Don’t want to go into the details, but I tested it in simple comparator/follower/amplifier use-cases and it worked very well! One good thing is that its output swings from rail-to-rail (i.e. 0V and 5V) which is not the case in most OpAmps.
The not so good thing is that the output drive capability is not that great: i.e. the output can’t source a high current, which is a bit of a drag.
But overall, I’m happy that this feature is provided, as many times there’s a need to amplify a small analog signal from a sensor, say, before routing it to the Analog-to-Digital Converter (ADC). So this integrated feature can be very handy without requiring other external components.
Digital-to-Analog Converter (DAC)
Another nice feature that has been added to the R4 WiFi is the Digital-to-Analog Converter (DAC).
We all have likely used the PWM on the Arduinos before (i.e. for dimming an LED). This was an indirect way to simulate analog behavior.
But with the DAC, one can physically create a true voltage waveform of any shape. One useful application of this is to generate audio.
The R4 WiFi has support for generating sine, square and sawtooth waveforms and here they are (captured by my el-cheapo portable oscilloscope) :
Note how bad are the jaggies in the sine and sawtooth captures; this indicates that the DAC is set to a low resolution causing high granularity in the output’s waveforms.
I then decided to write a little code myself to use a high resolution, so here’s the sawtooth waveform using a 12-bit DAC (looks so much nicer!) :
UNO R4 WIFI Board Summary
The new UNO R4 WiFi board is quite impressive and is loaded with features and sports high-performance computational abilities.

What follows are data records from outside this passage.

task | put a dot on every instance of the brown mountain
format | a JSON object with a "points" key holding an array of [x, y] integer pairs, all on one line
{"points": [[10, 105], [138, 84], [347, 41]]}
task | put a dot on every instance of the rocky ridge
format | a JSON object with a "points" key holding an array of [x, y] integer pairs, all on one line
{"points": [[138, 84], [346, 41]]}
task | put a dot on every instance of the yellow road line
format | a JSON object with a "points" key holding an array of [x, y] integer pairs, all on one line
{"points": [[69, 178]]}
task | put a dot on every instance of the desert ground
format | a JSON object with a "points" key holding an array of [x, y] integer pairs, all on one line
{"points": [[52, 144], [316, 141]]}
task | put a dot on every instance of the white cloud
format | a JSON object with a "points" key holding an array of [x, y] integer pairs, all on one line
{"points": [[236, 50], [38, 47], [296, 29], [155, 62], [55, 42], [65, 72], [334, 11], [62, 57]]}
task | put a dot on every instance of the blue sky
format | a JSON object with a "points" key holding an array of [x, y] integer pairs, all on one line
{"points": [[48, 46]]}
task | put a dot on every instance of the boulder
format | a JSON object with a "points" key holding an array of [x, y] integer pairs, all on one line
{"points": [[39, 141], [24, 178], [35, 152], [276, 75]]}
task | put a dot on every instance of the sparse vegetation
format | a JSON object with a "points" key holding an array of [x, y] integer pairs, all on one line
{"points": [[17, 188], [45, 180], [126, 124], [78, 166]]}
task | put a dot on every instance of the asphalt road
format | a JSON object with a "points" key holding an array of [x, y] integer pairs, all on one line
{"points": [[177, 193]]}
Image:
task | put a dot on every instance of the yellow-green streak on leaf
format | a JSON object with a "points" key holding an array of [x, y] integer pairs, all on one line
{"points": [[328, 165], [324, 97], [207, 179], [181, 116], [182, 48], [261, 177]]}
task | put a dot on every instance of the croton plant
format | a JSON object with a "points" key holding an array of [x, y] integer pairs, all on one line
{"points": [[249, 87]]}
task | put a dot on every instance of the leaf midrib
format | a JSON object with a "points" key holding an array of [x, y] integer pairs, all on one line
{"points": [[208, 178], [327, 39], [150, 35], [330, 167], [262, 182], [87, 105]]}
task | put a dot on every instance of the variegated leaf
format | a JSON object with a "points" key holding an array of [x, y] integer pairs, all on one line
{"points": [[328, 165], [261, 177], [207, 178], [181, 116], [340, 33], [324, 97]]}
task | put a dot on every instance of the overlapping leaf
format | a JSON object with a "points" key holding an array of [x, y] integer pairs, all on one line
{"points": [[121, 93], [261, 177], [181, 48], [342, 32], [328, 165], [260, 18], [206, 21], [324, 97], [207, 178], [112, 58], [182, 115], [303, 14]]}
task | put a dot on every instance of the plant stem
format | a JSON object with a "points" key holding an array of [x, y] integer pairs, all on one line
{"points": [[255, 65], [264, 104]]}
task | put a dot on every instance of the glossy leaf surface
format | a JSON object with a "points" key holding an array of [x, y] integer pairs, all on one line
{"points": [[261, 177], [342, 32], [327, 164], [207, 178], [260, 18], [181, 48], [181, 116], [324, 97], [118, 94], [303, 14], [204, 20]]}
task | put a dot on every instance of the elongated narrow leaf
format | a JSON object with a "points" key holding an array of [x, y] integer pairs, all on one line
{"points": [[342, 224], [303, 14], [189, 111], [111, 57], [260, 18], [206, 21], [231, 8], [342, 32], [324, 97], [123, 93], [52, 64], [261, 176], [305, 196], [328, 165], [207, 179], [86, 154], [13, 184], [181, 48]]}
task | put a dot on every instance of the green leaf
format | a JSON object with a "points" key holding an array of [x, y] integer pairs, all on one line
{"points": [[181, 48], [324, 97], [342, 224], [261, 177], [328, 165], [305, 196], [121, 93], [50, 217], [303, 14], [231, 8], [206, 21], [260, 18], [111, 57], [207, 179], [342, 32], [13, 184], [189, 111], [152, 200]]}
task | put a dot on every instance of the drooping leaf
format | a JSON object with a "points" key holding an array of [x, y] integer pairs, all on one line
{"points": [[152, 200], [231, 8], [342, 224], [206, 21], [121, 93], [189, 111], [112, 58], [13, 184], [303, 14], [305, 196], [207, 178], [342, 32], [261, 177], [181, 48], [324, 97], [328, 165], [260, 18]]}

Aside from the default high-current consumption, I don’t have any real concerns or complaints and am truly liking this board so far.
I’ll continue to explore its other features (i.e. Bluetooth, debug support, compatibility, etc) and will update this thread with other new–and hopefully interesting–findings. Cheers!